Mas acabou por ser Marco Bezzecchi (Aprilia Racing) o maior protagonista nas primeiras voltas.
O italiano conseguiu uma excelente primeira volta e passou mesmo por Márquez para subir a segundo antes de centrar a sua ‘mira’ no primeiro classificado, o seu amigo Francesco Bagnaia. Bezzecchi não precisou de muito tempo para concretizar a ultrapassagem, e saindo muito bem da última sequência de curvas do circuito de Brno, chegou à travagem da primeira curva na segunda volta com vantagem para Bagnaia.
A Aprilia RS-GP25 #72 estava então novamente na liderança de uma corrida de MotoGP, com Bezzecchi a realizar uma série de voltas consecutivas bastante rápidas, procurando rapidamente ganhar margem de segurança para os seus perseguidores, pois sabia que atrás de si vinham pilotos muito rápidos, como Francesco Bagnaia, Marc Márquez, mas também Pedro Acosta (Red Bull KTM Factory).

No meio do pelotão, Miguel Oliveira (Prima Pramac Yamaha) procurou encontrar os espaços para ascender na classificação.
Partindo de 17º na grelha de partida, o piloto português subiu a 15º ainda na primeira volta, sendo que na segunda volta subiu mais duas posições quando Alex Márquez (BK8 Gresini Racing) foi embater, depois da sua moto escorregar pelo asfalto, em Joan Mir (Honda HRC Castrol) e os dois acabaram a ‘conversar’ na gravilha, dando então a Miguel Oliveira a oportunidade de subir a 13º.
De regresso à liderança da corrida, Márquez passa por Bagnaia para assumir ele mesmo a perseguição a Bezzecchi, com Bagnaia depois a perder o pódio também para Pedro Acosta que tentava não perder muito tempo para os dois pilotos da frente na esperança de ainda poder discutir algo mais do que o 3º lugar.
Mas a verdade é que Marc Márquez está imparável!
O líder do campeonato e grande favorito à conquista do título de MotoGP em 2025, estudou a pilotagem de Bezzecchi, e já na 8ª volta do Grande Prémio da República Checa decidiu passar definitivamente ao ataque.
O #93, numa manobra calculada ao milímetro, colocou-se lado a lado na travagem com Marco Bezzecchi, com o italiano da Aprilia a tentar responder de imediato na curva seguinte, mas a ficar sem espaço e por isso a ter mesmo de ceder a liderança.

Uma manobra que aconteceu ainda cedo na corrida, e com Marc Márquez a encetar uma sequência de voltas rápidas foi conseguindo abrir vantagem para Marco Bezzecchi, que ficou então isolado na segunda posição.

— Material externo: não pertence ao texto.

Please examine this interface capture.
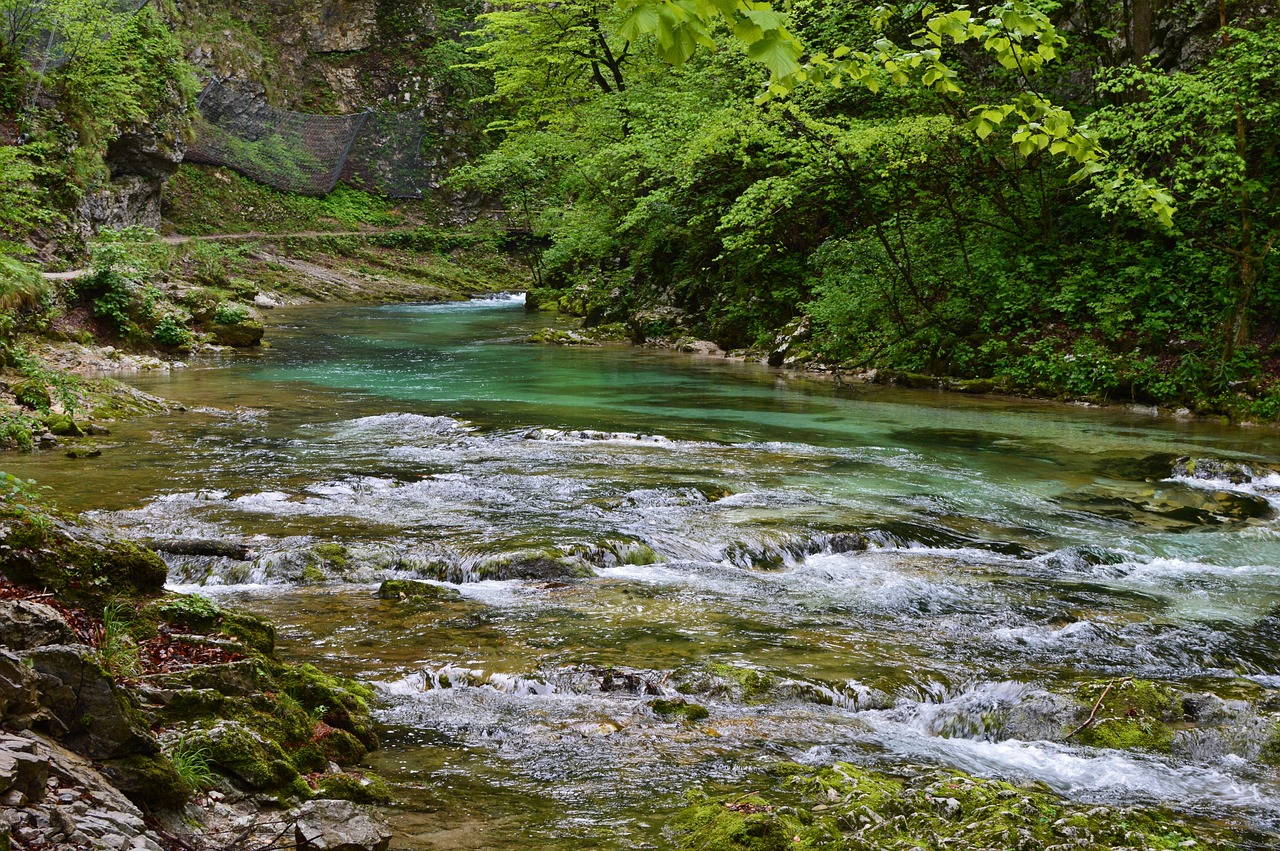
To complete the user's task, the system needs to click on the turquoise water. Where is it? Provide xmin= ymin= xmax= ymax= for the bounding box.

Foi, mais uma vez, uma corrida sem grande história a partir do momento em que o mais velho dos irmãos Márquez subiu a primeiro. Venceu novamente, a 8ª vitória na temporada, a 70ª vitória da sua carreira na categoria rainha, e torna-se no primeiro piloto da Ducati a conseguir 5 vitórias consecutivas em corridas de MotoGP ao domingo!
A performance impressionante de Marc Márquez este ano está a deixar todos os outros pilotos a uma distância pontual inacreditável. Estamos agora a iniciar a segunda metade do calendário, e chegados à pausa de verão verificamos que o espanhol da Ducati Lenovo Team tem agora uma vantagem pontual de 120 pontos para o seu irmão Alex, que não pontuou.

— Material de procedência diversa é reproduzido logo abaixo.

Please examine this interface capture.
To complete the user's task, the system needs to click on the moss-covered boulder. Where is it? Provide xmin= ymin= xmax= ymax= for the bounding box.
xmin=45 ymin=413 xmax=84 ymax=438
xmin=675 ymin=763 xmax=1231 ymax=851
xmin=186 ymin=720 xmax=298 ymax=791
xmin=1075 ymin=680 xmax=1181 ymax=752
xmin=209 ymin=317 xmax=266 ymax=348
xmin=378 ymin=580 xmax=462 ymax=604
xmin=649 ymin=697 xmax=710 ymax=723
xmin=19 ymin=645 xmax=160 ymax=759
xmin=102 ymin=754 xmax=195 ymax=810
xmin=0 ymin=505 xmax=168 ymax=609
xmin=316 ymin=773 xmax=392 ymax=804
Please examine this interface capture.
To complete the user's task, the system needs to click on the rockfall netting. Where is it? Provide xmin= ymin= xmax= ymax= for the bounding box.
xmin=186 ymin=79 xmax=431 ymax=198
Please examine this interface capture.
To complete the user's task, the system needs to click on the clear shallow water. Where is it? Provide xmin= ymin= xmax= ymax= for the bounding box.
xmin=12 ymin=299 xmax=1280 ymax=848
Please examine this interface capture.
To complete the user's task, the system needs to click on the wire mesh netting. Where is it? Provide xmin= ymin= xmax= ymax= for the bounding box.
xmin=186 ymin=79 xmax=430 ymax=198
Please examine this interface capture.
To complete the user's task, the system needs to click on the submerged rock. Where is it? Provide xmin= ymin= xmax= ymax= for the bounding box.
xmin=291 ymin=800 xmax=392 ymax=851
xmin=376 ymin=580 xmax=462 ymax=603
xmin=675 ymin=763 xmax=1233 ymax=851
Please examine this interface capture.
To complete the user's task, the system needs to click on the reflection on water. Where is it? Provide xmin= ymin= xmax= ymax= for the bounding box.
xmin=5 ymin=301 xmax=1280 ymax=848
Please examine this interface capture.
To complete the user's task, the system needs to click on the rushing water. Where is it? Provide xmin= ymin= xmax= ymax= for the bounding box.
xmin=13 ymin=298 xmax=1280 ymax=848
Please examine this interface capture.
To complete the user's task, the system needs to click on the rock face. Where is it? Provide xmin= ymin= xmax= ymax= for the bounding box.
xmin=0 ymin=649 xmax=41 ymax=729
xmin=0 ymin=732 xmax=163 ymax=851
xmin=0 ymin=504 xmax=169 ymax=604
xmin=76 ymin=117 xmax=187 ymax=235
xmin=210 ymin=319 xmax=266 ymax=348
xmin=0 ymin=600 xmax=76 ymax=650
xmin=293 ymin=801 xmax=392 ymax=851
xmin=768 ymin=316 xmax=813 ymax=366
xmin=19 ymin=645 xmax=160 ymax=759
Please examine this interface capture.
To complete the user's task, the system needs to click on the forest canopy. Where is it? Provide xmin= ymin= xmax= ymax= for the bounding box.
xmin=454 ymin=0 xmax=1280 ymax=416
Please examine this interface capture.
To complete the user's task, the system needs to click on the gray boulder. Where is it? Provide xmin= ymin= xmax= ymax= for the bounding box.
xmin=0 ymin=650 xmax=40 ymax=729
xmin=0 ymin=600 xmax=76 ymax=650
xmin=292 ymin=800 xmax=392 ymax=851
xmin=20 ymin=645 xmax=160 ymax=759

Isto significa que o título de MotoGP em 2025 está praticamente nas mãos de Marc, que no final do Grande Prémio da República Checa, e no momento de celebrar mais uma vitória, fez questão de realçar que mesmo com tantos pontos de vantagem, vai regressar das férias com a mesma vontade e intensidade. O que não são boas notícias para os seus rivais, caso ainda pensassem em conseguir importunar o espanhol da Ducati.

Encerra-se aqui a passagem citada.